The sensitivity analysis technique presented here differs from those developed by Vander-Weele (2010) and Imai et al. (2010b). VanderWeele (2010) postulates the existence of an unmeasured confounder U, possibly vector valued, which when included in X recovers the sequential ignorability assumption. His proposed sensitivity analysis requires specification of a parameter encoding the effect of the unmeasured confounder on the outcome within levels of (A, X, M), and another parameter for the effect of the exposure on the density of the unmeasured confounder given (X, M). This can be a daunting task, which renders the approach generally impractical, except when it is reasonable to postulate a single unobserved binary confounder, and one is willing to make further simplifying assumptions about the required sensitivity parameters. Our approach partially circumvents this difficulty by encoding a violation of the ignorability assumption for the mediator through the selection bias function t_λ(a, m, x). In practice a finite dimensional model must still be used for this quantity.

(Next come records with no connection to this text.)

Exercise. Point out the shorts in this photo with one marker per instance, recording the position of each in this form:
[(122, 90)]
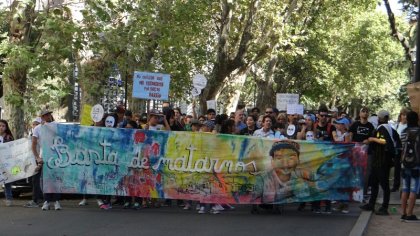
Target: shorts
[(411, 180)]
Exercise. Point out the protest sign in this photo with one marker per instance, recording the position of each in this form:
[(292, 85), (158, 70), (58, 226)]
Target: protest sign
[(86, 118), (294, 109), (148, 85), (282, 99), (199, 81), (16, 160), (211, 104), (97, 113), (197, 166)]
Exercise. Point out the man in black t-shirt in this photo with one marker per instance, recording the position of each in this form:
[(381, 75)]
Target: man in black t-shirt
[(323, 128), (361, 130), (382, 149)]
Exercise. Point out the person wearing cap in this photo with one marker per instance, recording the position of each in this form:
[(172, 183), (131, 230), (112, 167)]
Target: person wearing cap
[(360, 131), (307, 131), (324, 128), (239, 121), (250, 126), (400, 127), (47, 118), (341, 134), (266, 130), (120, 111), (156, 118), (382, 147), (6, 136)]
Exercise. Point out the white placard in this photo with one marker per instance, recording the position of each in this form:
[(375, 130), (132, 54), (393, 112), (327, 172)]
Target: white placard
[(147, 85), (211, 104), (282, 99), (195, 92), (17, 160), (294, 109), (199, 81), (97, 113)]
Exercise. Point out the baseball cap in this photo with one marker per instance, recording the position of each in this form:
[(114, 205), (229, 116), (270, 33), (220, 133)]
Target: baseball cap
[(364, 109), (343, 121), (155, 112), (334, 109), (38, 120), (195, 122), (382, 114), (44, 112)]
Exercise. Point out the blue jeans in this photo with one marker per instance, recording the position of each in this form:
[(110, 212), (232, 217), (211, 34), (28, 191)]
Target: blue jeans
[(8, 191)]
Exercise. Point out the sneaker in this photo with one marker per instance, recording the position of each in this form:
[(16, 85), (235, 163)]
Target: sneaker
[(31, 204), (218, 207), (45, 206), (367, 207), (83, 202), (136, 206), (382, 211), (202, 210), (57, 206), (411, 219)]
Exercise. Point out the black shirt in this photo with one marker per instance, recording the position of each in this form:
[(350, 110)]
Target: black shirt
[(361, 131)]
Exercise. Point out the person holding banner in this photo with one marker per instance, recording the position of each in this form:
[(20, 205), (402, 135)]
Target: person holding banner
[(47, 118), (6, 136), (265, 131)]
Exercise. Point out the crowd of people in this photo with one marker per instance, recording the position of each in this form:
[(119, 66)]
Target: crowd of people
[(386, 146)]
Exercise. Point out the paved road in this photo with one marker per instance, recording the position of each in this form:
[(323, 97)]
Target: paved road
[(89, 220)]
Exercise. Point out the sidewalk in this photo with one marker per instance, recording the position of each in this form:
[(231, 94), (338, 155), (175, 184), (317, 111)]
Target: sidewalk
[(391, 225)]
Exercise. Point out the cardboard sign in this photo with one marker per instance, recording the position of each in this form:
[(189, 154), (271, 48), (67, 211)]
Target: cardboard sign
[(282, 99), (97, 113), (148, 85), (199, 81), (195, 92), (211, 104), (294, 109)]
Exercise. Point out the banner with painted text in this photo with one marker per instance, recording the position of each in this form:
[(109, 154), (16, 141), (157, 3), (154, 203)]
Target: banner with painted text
[(16, 160), (198, 166)]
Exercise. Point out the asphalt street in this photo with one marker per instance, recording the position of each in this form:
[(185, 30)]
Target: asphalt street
[(90, 220)]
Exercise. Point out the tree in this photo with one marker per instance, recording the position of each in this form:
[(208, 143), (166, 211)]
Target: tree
[(36, 54)]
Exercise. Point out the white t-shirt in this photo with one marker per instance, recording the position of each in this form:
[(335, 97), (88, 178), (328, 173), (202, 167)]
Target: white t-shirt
[(261, 133), (37, 134), (157, 127), (400, 128)]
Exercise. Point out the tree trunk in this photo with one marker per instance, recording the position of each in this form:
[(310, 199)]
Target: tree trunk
[(14, 89)]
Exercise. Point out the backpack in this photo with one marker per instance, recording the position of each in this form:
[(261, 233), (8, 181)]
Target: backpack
[(410, 155)]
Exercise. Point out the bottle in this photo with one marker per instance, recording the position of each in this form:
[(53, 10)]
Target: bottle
[(393, 210)]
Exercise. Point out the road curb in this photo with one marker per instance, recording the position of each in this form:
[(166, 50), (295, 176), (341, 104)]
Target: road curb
[(361, 224)]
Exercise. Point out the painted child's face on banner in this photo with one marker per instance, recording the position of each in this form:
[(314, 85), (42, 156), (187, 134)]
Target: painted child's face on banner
[(109, 121)]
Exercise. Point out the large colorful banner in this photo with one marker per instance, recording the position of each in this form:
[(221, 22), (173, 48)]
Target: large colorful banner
[(198, 166), (16, 160)]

The advantage of our approach is that it is agnostic about the existence, dimension, and nature of unmeasured confounders U. Furthermore, a violation of ignorability of the mediator can arise due to an exposure-induced confounder of the mediator-outcome relationship that is also an effect of the exposure variable, a setting which cannot be handled by the technique of VanderWeele (2010). In addition, in contrast with the proposed double robust approach, coherent implementation of the sensitivity analysis techniques of Imai et al. (2010b), Imai et al. (2010a), and VanderWeele (2010) requires correct specification of all models. Finally, unlike ours, their approach has not been developed for conditional direct effects given a subset of baseline variables. While we assume for the sensitivity analysis that the support of M is finite, the approach can be extended to handle a continuous mediator by further adapting the approach of Robins et al. (1999).